Negara-negara dengan defisit neraca berjalan besar seperti Indonesia dan India juga telah merasakan mata uang dan obligasi mereka berada di bawah tekanan jual. Hal tersebut disebabkan oleh investor yang membuang aset Turki dan Argentina.

Aksi jual baru-baru ini akan memberikan lebih banyak tekanan pada bank sentral untuk menaikkan suku bunga lagi, menurut Bank of America Merrill Lynch.

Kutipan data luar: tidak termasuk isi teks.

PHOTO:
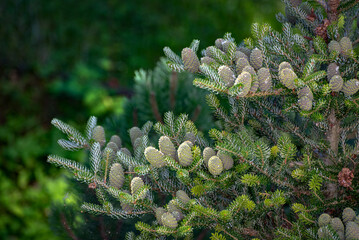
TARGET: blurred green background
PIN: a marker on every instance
(72, 59)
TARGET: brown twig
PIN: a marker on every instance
(67, 227)
(173, 87)
(154, 107)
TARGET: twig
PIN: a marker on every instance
(67, 227)
(154, 107)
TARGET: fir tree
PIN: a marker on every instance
(287, 152)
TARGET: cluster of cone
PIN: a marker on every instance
(216, 162)
(116, 174)
(337, 83)
(348, 229)
(287, 77)
(183, 155)
(343, 47)
(246, 69)
(170, 216)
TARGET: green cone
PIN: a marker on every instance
(135, 133)
(336, 83)
(265, 79)
(126, 151)
(241, 63)
(334, 46)
(136, 184)
(98, 134)
(256, 58)
(190, 60)
(239, 54)
(348, 215)
(207, 60)
(226, 159)
(159, 212)
(352, 231)
(350, 87)
(305, 92)
(116, 176)
(219, 43)
(284, 65)
(155, 157)
(215, 165)
(116, 139)
(169, 220)
(324, 219)
(166, 146)
(182, 196)
(246, 79)
(287, 77)
(185, 156)
(305, 103)
(207, 154)
(347, 46)
(333, 69)
(125, 206)
(226, 75)
(190, 137)
(337, 224)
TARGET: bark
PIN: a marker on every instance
(333, 134)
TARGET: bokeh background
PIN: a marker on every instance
(73, 59)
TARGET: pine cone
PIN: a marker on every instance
(239, 54)
(166, 146)
(305, 92)
(256, 58)
(178, 215)
(265, 79)
(345, 177)
(348, 215)
(182, 196)
(324, 219)
(336, 83)
(226, 75)
(136, 184)
(305, 103)
(126, 151)
(190, 60)
(155, 157)
(215, 165)
(226, 160)
(207, 154)
(219, 43)
(337, 224)
(333, 69)
(98, 134)
(159, 212)
(350, 87)
(185, 156)
(135, 133)
(241, 64)
(333, 9)
(125, 206)
(116, 139)
(246, 79)
(346, 46)
(169, 220)
(116, 176)
(334, 46)
(352, 231)
(321, 30)
(284, 65)
(287, 77)
(207, 60)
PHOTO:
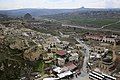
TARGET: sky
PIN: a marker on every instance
(58, 4)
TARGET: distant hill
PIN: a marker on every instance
(35, 12)
(41, 12)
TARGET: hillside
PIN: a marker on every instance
(90, 18)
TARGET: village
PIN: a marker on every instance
(90, 56)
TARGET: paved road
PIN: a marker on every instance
(84, 75)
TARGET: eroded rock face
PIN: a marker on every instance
(28, 16)
(33, 53)
(19, 44)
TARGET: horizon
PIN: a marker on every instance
(55, 8)
(58, 4)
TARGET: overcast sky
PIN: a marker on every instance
(53, 4)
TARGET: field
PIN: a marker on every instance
(90, 22)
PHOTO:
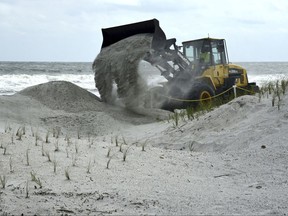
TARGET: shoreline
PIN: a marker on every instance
(232, 160)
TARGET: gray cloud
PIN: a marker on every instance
(71, 29)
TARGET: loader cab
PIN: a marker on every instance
(205, 52)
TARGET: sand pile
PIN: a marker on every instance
(116, 66)
(62, 95)
(237, 165)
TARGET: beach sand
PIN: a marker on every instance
(232, 160)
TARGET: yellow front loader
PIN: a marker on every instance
(196, 71)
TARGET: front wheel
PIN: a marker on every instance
(201, 94)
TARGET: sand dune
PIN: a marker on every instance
(232, 160)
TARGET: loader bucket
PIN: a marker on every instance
(115, 34)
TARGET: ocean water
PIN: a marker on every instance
(15, 76)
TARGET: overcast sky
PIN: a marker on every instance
(70, 30)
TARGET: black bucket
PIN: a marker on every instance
(115, 34)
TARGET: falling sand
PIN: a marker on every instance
(116, 68)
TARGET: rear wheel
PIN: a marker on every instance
(202, 93)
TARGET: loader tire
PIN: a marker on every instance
(202, 93)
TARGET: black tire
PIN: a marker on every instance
(202, 93)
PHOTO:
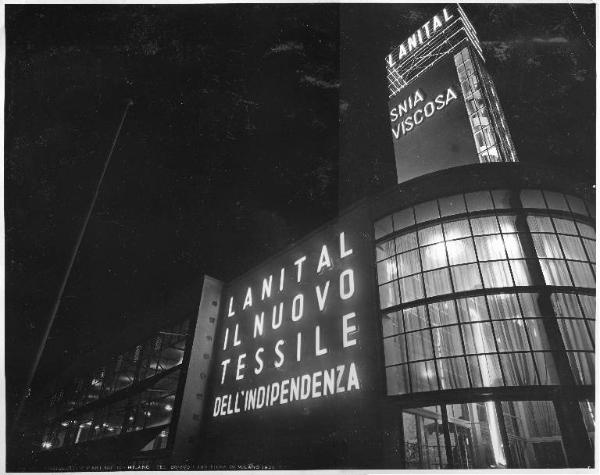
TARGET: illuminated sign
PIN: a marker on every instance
(292, 333)
(420, 37)
(429, 123)
(411, 113)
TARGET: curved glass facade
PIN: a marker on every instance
(491, 289)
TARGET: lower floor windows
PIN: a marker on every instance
(489, 434)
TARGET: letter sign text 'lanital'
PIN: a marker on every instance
(270, 328)
(420, 37)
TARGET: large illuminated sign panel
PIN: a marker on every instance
(429, 124)
(294, 334)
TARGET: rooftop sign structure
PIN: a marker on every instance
(444, 109)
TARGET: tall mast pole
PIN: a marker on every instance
(50, 323)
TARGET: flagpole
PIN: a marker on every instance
(49, 324)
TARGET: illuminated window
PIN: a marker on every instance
(494, 337)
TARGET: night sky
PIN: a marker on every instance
(252, 125)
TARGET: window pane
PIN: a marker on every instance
(485, 225)
(406, 242)
(510, 335)
(466, 277)
(582, 274)
(514, 248)
(392, 323)
(453, 373)
(384, 249)
(504, 306)
(577, 205)
(555, 272)
(434, 256)
(411, 288)
(496, 274)
(519, 369)
(457, 229)
(479, 200)
(437, 282)
(403, 219)
(478, 337)
(461, 251)
(427, 211)
(397, 380)
(539, 224)
(430, 235)
(490, 248)
(415, 318)
(422, 376)
(452, 205)
(485, 371)
(532, 199)
(546, 245)
(394, 350)
(556, 201)
(409, 263)
(564, 226)
(442, 313)
(446, 341)
(472, 309)
(537, 334)
(388, 295)
(386, 270)
(383, 227)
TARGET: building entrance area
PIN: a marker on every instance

"Hanya untuk menunjukkan lingkungan eksternal tetap sulit bagi Indonesia seperti yang telah kami antisipasi," kata Mohamed Faiz Nagutha, seorang ekonom di Bank of America Merrill Lynch di Singapura, tulis Bloomberg.com. "Kami terus memperkirakan ada lebih banyak kenaikan [suku bunga], dengan besaran yang lebih ditentukan oleh kondisi eksternal daripada fundamental dalam negeri."

Sejak awal tahun, rupiah melemah 7,4% di hadapan greenback. Di antara mata uang utama Asia, hanya rupee India yang terdepresiasi lebih dalam ketimbang rupiah.

"Dampak dari munculnya kembali gejolak pasar negara berkembang di peso Argentina dan lira Turki, membebani mata uang pasar berkembang Asia," kata Ken Cheung, senior FX strategist di Mizuho Bank Ltd di Singapura.

"Tidak ada tanda-tanda kuat meredanya ketegangan perdagangan China-AS. Ketegangan perdagangan, dan rencana tarif AS pada barang-barang China senilai US$200 miliar (Rp 6.951 triliun), yang diterapkan setelah periode komentar publik yang jatuh tempo minggu depan, dapat membahayakan sentimen. "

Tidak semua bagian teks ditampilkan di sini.